Companies, he said, have adopted facial recognition in recent years, after fraudsters caught up knowledge-based verification, the last major industry-wide standard for identity verification.
“What was rolled out, [it] was not like IRS was doing something that was unusual, compared to what I think a lot of people might be asked to do for private-sector transactions. I think what certainly struck a nerve was it was requiring the use of a face biometric for a government application, which is something that people were not used to. That has now set off, I think, a good discussion around, well what is the appropriate technology or set of technologies that we should be using. But there aren’t easy answers here,” he said.
Organizations using knowledge-based verification relied on data from credit bureaus, and asked users to verify their identifies by multiple-choice questions about their phone numbers or addresses on file, or the bank they used to obtain a mortgage.
“The whole idea was these were out-of-wallet questions, meaning if I found your wallet on the street or stole it from you, I would not be able to answer the questions. And it worked for a while, until the attackers caught up,” Grant said.
The prevalence of massive data breaches made it easier for malicious actors to obtain the types of information needed to compromise knowledge-based verification.
The National Institute of Standards and Technology said it no longer recognizes knowledge-based authentication as an “acceptable authenticator” by its digital identity guidelines.
“The ease with which an attacker can discover the answers to many KBA questions, and relatively small number of possible choices for many of them, cause KBA to have an unacceptably high risk of successful use by an attacker,” NIST wrote in a frequently asked questions post from 2020.
NIST, under its Special Publication 800-63A, still permits knowledge-based verification for in “resolving identities and, with restrictions, in remote identity verification during enrollment and proofing.”
“This is what happens in security. A threat develops, industry comes up with ways to address the threat, and then the attackers pivot and innovate, and come up with new ways to catch up with it,” Grant said.
While lawmakers have been quick to dismiss the use of facial recognition in government services, few have suggested an alternative to strengthen digital identity.

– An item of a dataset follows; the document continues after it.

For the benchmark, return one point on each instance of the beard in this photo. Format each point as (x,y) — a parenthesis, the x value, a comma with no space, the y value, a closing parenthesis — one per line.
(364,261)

The legislation would also direct NIST to develop a “digital identity framework” to guide federal, state and local efforts to support identity verification services.
The Better Identity Coalition supports the legislation, and Grant said the bill “needs to move forward as quickly as possible.” At the very least, he said Congress needs to come to some consensus on how agencies should rethink identity verification.

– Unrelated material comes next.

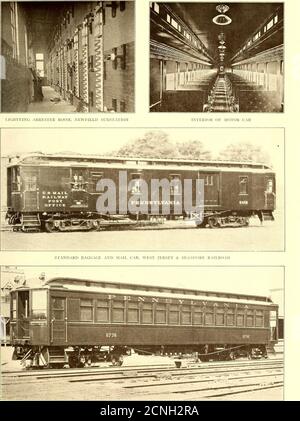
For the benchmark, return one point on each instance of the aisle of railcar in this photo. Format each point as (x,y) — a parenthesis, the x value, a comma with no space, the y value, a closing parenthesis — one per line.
(194,50)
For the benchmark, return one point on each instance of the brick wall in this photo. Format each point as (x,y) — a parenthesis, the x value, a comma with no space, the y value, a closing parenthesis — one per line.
(119,83)
(16,88)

“This is not to say that any one solution is the wrong one or the right one, but I think there’s a bigger tradeoff that policymakers need to be considering right now, which is what kind of services do you want your constituents to access online, and understanding that offering any high-value service, where an agency’s going to disclose personal data or make money available, is going to be a huge target for organized crime. What sorts of solutions are you willing to consider letting agencies use to offer those services in a way that is secure, that is equitable, that protects privacy? There isn’t any single answer,” Grant said.